Skąd się wzięły jeansowe ubrania? Historia jednego z najpopularniejszych materiałów na świecie
Można znaleźć go w niemal każdej szafie. Bywał wyrazem buntu, społecznego statusu, możliwości finansowych, a czasem modowym faux pas. Dżins lub też jeans – bo o nim mowa – określa się czasem mianem najpopularniejszego materiału na świecie. I chyba coś w tym jest, bo rzeczywiście przynajmniej w naszym kręgu cywilizacyjnym trudno znaleźć osobę, która nigdy nie miała na sobie ani jednej dżinsowej rzeczy. Skąd się w ogóle wziął dżins? Jak toczyły się jego losy i dlaczego po dziś dzień jest tak niezwykle popularny? Zapraszamy do lektury.
Skąd wziął się dżins?
Według obiegowej opinii, jeansy zostały wynalezione i opatentowane pod koniec XIX wieku przez Leviego Straussa, od którego imienia i nazwiska została nazwana marka Levi’s. Jednak historia dżinsu jest o wiele dłuższa i sięga nawet XII wieku! To właśnie w tamtym czasie we włoskiej Genui na szeroką skalę produkowano lekki, wełniany materiał o intensywnie niebieskim kolorze. Jeans bierze swoją nazwę właśnie od tej barwy, określanej z francuskiego jako “bleu de Genes”, czyli niebieski z Genui.
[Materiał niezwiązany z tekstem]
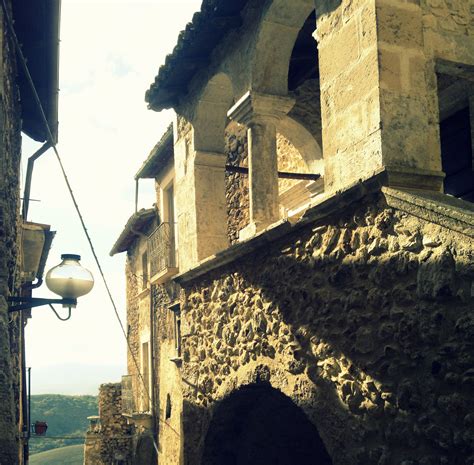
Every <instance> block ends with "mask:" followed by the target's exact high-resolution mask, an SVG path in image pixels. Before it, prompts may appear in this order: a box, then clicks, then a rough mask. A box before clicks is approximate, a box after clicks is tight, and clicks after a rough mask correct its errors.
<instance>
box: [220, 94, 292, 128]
mask: <svg viewBox="0 0 474 465" xmlns="http://www.w3.org/2000/svg"><path fill="white" fill-rule="evenodd" d="M294 104H295V99H294V98H291V97H287V96H282V95H270V94H262V93H260V92H254V91H248V92H247V93H246V94H244V95H243V97H242V98H240V99H239V101H238V102H237V103H236V104H235V105H234V106H233V107H232V108H231V109H230V110H229V111H228V113H227V116H228V117H229V118H230V119H232V120H234V121H237V122H238V123H240V124H244V125H246V126H247V125H249V124H251V123H252V122H254V121H255V120H258V119H259V118H270V119H274V120H275V121H278V120H280V119H282V118H283V117H284V116H285V115H287V114H288V112H289V111H290V110H291V109H292V108H293V106H294Z"/></svg>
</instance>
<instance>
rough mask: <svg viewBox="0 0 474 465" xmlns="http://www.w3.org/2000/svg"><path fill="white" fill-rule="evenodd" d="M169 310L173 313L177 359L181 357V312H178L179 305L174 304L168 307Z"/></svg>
mask: <svg viewBox="0 0 474 465" xmlns="http://www.w3.org/2000/svg"><path fill="white" fill-rule="evenodd" d="M170 310H171V311H172V312H173V320H174V340H175V349H176V356H177V357H178V358H179V357H181V311H180V305H179V304H175V305H173V306H171V307H170Z"/></svg>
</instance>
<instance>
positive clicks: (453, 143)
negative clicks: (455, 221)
mask: <svg viewBox="0 0 474 465" xmlns="http://www.w3.org/2000/svg"><path fill="white" fill-rule="evenodd" d="M440 132H441V156H442V161H443V171H444V172H445V173H446V178H445V180H444V191H445V192H446V193H447V194H451V195H454V196H455V197H460V198H462V199H464V200H468V201H469V202H474V172H473V169H472V168H473V166H472V142H471V125H470V114H469V107H466V108H463V109H462V110H460V111H458V112H456V113H455V114H454V115H451V116H449V117H448V118H446V119H445V120H444V121H441V124H440Z"/></svg>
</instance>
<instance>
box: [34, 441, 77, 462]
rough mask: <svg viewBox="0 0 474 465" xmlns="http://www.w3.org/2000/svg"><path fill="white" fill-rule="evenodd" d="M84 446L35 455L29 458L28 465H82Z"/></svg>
mask: <svg viewBox="0 0 474 465" xmlns="http://www.w3.org/2000/svg"><path fill="white" fill-rule="evenodd" d="M83 461H84V446H82V445H78V446H67V447H61V448H60V449H54V450H48V451H46V452H41V453H39V454H35V455H33V456H31V458H30V465H82V463H83Z"/></svg>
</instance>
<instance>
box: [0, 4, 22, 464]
mask: <svg viewBox="0 0 474 465" xmlns="http://www.w3.org/2000/svg"><path fill="white" fill-rule="evenodd" d="M0 28H1V32H0V36H1V45H0V47H1V48H2V58H3V60H2V65H1V71H2V75H1V78H0V92H1V95H0V138H1V140H2V144H1V147H0V366H1V367H2V373H1V376H0V464H2V465H15V464H16V463H18V458H19V448H18V421H19V408H20V399H19V376H20V364H19V354H18V350H19V321H18V320H19V317H17V316H15V317H12V318H11V317H9V316H8V307H7V303H6V300H5V297H6V296H7V295H8V294H9V293H11V292H12V291H14V289H15V286H16V281H15V280H16V272H15V270H16V268H17V266H16V263H17V258H18V257H17V247H18V242H17V221H18V208H19V164H20V154H21V135H20V129H21V121H20V108H19V96H18V88H17V85H16V82H15V78H16V61H15V54H14V52H13V44H12V43H11V41H10V39H9V36H8V34H7V33H6V27H5V25H4V21H3V14H2V13H1V12H0Z"/></svg>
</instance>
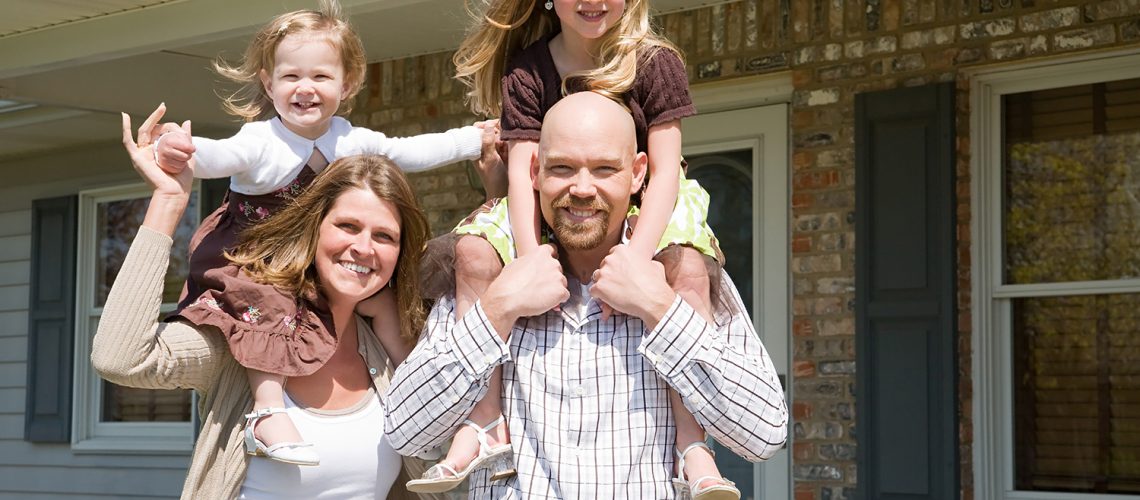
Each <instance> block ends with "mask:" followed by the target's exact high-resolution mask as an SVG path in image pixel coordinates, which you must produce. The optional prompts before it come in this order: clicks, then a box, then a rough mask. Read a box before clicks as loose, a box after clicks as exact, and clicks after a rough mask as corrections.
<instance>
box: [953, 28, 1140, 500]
mask: <svg viewBox="0 0 1140 500" xmlns="http://www.w3.org/2000/svg"><path fill="white" fill-rule="evenodd" d="M968 75H969V77H970V81H971V83H970V109H971V110H972V112H971V114H970V158H971V159H970V199H972V200H974V202H972V205H974V207H972V208H974V210H972V211H971V215H970V237H971V240H972V241H974V244H972V245H971V246H970V259H971V262H972V263H974V265H972V269H971V271H970V282H971V286H970V288H971V295H972V297H974V298H972V301H971V309H972V311H974V313H972V321H971V326H972V331H974V335H972V336H974V338H972V342H971V345H972V346H974V367H972V376H974V415H972V416H974V443H972V444H974V487H975V492H974V497H975V498H979V499H995V500H1109V499H1112V500H1124V499H1133V500H1135V499H1140V495H1129V494H1100V493H1069V492H1040V491H1019V490H1015V483H1013V391H1012V368H1013V367H1012V363H1011V362H1010V360H1012V352H1013V351H1012V342H1011V341H1012V338H1011V333H1010V329H1009V325H1010V318H1011V303H1012V300H1015V298H1019V297H1041V296H1058V295H1093V294H1098V295H1099V294H1119V293H1140V279H1119V280H1105V281H1078V282H1065V284H1043V285H1007V284H1003V282H1002V272H1001V264H1002V262H1004V260H1003V255H1002V245H1001V244H1002V239H1001V235H1002V227H1001V223H1002V218H1001V213H1002V206H1001V203H1002V199H1001V192H1002V191H1001V188H1002V179H1001V167H1002V136H1003V134H1002V122H1001V104H1002V103H1001V99H1002V96H1005V95H1010V93H1020V92H1031V91H1036V90H1044V89H1053V88H1062V87H1073V85H1083V84H1090V83H1098V82H1106V81H1113V80H1124V79H1137V77H1140V48H1131V49H1127V50H1117V51H1110V52H1100V54H1089V55H1082V56H1073V57H1065V58H1051V59H1048V60H1039V62H1033V63H1028V64H1019V65H1012V66H1001V67H994V68H982V69H978V71H974V72H970V73H969V74H968Z"/></svg>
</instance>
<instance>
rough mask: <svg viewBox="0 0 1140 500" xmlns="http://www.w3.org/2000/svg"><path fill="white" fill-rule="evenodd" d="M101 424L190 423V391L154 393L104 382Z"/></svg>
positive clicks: (144, 388)
mask: <svg viewBox="0 0 1140 500" xmlns="http://www.w3.org/2000/svg"><path fill="white" fill-rule="evenodd" d="M100 421H190V391H189V390H178V391H155V390H146V388H133V387H123V386H120V385H115V384H112V383H109V382H104V383H103V417H101V418H100Z"/></svg>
Z kolei nazwa denim pojawiła się po raz pierwszy we Francji – to tam, w mieście Nimes produkowano ciężką i mocną tkaninę, z której szyto spodnie dla marynarzy i pracowników portowych, określaną jako “de Nime”s, czyli po prostu “z Nimes”.
Na przełomie XVII i XVIII wieku dżins pojawił się na amerykańskim kontynencie, gdzie zaczęto wykorzystywać go do produkcji odzieży roboczej dla osób pracujących fizycznie. Wszystko za sprawą Leviego Straussa, który w latach 50 podczas trwającej gorączki złota odbył bardzo inspirującą rozmowę z jednym z poszukiwaczy tego cennego kruszcu. Mężczyzna skarżył się, że jego spodnie zostały wykonane ze zbyt cienkiego materiału i bardzo łatwo przecierają się na kolanach. Słysząc to, Levi Strauss postanowił zająć się produkcją spodni, które będą charakteryzowały się znaczną wytrzymałością. Z Indii zaczął sprowadzać indygo – barwnik, dzięki któremu dżinsy zyskały swój charakterystyczny kolor. A kiedy połączył siły z Jacobem Davisem, który wpadł na pomysł umocnienia jeansów miedzianymi nitami przy kieszeniach, zaczęła się historia dżinsów, jakie znamy po dziś dzień.

Dlaczego jeansowe ubrania damskie i męskie są tak popularne?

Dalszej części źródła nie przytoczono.